O REI E O MENDIGO, CARLOS RELVAS, 1876-1878
A propósito da igualdade, que a fotografia veio aproximar.
A fotografia, ao tornar a imagem de cada um acessível, veio contribuir para a igualdade entre as pessoas, para a democratização da sociedade.
Até à descoberta da fotografia, a imagem de cada um só era possível através da pintura ou do desenho, privilégio das classes mais abastadas. As classes mais desfavorecidas não tinham posses para custear o seu retrato.
A fotografia, primeiro através do daguerreótipo e sobretudo mais tarde, a partir dos anos 1860, através dos processos de colódio e de albumina, com o negativo em chapa de vidro e a impressão em papel, com a facilidade de múltiplas cópias, bem como o maior número de fotógrafos, tornou-se relativamente económica e, portanto, mais acessível a todos. E desde então, cada vez mais.
Não eram apenas os nobres e a burguesia a terem acesso à sua imagem – ao seu retrato – mas qualquer pessoa poderia ter, também, o seu retrato: bastava entrar, pagar o custo… Muitas vezes, o estúdio tinha roupas e acessórios que permitia a quem queria a sua fotografia apresentar-se com dignidade.
Por outro lado, para além dos estúdios profissionais, havia os fotógrafos amadores, responsáveis também pela realização de retratos.
Carlos Relvas, rico proprietário da Golegã, onde tinha o seu estúdio – neste ou ao ar livre, em cenários naturais ou pintados, dedicava-se a fotografar não apenas a sua família, como ilustres personalidades do seu tempo, muitas que visitavam a casa, mas também figuras caraterísticas da sua terra: campinos, lavradores, mendigos e outros.
A igualdade que a fotografia veio permitir, está patente na exposição Fotografia Portuguesa do Séc. XIX, patente no Museu Nacional de Arte Contemporânea / Museu do Chiado (ver aqui), através de duas fotografias de Carlos Relvas (1838-1894), apresentadas lado a lado: o Rei e o Mendigo.

Lado a lado estão os dois homens, em dimensão muito semelhante, em diferentes trajes, na parede do Museu do Chiado.
Para Carlos Relvas, fotografar o rei foi, sem dúvida, uma honra.

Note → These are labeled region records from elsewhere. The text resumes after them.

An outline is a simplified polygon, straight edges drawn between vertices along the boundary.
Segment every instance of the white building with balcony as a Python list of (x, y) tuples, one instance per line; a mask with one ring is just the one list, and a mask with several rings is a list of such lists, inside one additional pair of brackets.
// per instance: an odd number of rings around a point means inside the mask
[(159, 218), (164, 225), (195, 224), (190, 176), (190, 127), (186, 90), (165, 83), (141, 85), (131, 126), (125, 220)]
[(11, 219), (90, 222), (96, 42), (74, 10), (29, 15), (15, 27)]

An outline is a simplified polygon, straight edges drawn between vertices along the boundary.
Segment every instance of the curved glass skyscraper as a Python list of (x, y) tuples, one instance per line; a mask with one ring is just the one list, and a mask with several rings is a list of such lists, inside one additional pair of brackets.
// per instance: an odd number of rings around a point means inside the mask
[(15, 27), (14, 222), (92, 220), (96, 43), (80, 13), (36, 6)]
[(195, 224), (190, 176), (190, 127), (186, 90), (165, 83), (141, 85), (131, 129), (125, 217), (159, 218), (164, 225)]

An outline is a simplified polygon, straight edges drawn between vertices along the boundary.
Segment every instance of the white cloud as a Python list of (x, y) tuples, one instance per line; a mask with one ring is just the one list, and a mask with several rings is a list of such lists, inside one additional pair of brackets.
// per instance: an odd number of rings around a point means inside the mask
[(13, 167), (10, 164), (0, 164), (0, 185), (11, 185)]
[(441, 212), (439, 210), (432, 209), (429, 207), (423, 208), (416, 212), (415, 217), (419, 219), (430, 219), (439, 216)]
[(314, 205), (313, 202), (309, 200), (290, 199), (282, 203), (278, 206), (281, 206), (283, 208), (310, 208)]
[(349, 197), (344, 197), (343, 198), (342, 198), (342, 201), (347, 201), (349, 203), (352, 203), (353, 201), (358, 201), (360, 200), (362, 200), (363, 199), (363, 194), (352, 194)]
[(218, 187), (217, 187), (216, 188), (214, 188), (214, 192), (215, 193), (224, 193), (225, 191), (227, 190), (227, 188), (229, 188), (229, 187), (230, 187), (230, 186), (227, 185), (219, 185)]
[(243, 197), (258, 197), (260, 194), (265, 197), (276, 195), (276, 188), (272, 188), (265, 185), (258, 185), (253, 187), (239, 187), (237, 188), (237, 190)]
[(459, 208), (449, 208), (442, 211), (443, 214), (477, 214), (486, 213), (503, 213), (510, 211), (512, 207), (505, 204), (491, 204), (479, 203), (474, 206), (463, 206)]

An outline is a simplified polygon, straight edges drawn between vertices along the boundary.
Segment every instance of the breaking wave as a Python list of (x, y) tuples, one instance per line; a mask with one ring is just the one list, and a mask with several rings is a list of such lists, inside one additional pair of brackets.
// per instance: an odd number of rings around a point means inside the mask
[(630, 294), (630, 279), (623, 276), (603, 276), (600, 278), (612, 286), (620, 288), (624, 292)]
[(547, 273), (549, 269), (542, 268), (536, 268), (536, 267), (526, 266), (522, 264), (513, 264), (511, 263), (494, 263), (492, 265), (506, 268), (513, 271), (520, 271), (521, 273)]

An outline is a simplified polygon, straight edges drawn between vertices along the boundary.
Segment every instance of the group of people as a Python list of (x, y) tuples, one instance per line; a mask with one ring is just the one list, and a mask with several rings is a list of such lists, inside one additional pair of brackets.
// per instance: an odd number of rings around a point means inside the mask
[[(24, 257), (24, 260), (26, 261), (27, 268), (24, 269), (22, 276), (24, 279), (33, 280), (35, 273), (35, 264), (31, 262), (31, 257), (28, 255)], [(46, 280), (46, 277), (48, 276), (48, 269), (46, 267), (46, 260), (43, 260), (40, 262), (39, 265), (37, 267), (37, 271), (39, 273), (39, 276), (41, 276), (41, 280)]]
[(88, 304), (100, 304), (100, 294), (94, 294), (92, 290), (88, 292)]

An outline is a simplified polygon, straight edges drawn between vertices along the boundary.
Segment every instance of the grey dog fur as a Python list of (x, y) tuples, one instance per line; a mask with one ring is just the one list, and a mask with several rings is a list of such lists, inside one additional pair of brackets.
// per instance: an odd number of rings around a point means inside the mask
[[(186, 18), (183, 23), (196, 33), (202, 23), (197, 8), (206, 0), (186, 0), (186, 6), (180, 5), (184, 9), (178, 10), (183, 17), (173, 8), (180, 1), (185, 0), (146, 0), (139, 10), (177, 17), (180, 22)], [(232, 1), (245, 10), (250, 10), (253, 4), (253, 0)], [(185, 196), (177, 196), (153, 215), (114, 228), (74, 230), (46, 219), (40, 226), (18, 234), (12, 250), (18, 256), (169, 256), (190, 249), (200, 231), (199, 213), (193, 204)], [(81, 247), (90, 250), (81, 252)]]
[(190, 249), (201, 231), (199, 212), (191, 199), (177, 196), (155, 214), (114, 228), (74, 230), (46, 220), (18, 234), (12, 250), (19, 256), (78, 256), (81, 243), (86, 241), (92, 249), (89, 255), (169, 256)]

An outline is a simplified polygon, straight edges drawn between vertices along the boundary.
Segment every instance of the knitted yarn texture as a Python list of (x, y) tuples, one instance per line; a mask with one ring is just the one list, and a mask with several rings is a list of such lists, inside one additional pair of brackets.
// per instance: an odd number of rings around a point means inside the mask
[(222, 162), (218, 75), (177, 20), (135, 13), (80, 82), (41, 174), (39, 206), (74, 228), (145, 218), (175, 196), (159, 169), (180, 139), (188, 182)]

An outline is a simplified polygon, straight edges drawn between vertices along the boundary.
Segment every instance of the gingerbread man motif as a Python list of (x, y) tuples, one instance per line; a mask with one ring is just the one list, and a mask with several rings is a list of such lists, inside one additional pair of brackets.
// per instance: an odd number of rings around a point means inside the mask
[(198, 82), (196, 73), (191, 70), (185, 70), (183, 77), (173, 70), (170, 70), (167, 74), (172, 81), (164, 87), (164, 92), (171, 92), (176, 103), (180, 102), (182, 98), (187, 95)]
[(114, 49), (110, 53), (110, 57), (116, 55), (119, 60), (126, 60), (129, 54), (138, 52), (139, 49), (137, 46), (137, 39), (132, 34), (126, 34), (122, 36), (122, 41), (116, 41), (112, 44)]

Para o rei, ser fotografado por Carlos Relvas, seu amigo e um dos mais importantes e reconhecidos fotógrafos do seu tempo, terá sido, também uma honra. Por outro lado, a sessão de retrato – tenha sido na Golegã ou em Lisboa – terá sido agradável e diferente do que se tivesse sido com outro fotógrafo: tratava-se de uma relação de amizade, de um amigo que fotografa outro amigo, com uma facilidade e descontração de diálogo que provavelmente não haveria se fosse outro que se escondesse atrás do pano preto.
Para o mendigo, ser fotografado por Carlos Relvas foi talvez… simpático. Significou eventualmente uma moeda ou alguma(s) melhor(es) refeição(ões).
Para Carlos Relvas, foi mais um registo para o seu álbum de figuras caraterísticas ou populares, mais um retrato curioso, pitoresco ou interessante.
O rei recebeu a fotografia de Carlos Relvas, com gosto, deu-lhe destaque numa moldura ou num álbum.
Não sei se o mendigo recebeu alguma impressão da sua fotografia; se a recebeu, qual o seu gosto e orgulho e arrumo: um local de destaque na sua casa – se a tinha, ou direita e protegida ou simplesmente dobrado o seu cartão, num bolso…
O rei está direito, está virado para a esquerda a um quarto, bem penteado e barba cuidada, como o rosto, sereno, com o seu fato cuidado.
O mendigo parece um pouco curvado, está virado para a direita a um quarto, o cabelo e a barba penteados mas algo desalinhados, a face enrugada, o olhar triste e envelhecido, com uma roupa larga e grosseira.
O rei olha em frente, os olhos claros.
O mendigo olha para baixo, mal se percebem os olhos.
O rei é D. Luís.
Do mendigo não sabemos o nome.
Aqui, apresentam-se lado a lado, com igual importância.
Rei D. Luís, 1876 / Fototipia / 8 x 10.5 cm / Coleção Casa Museu Carlos Relvas, inv. 00468/023/01.
Mendigo, 1876-1878 / Fototipia / 9 x 13 cm / Coleção Casa Museu Carlos Relvas, inv. 5036.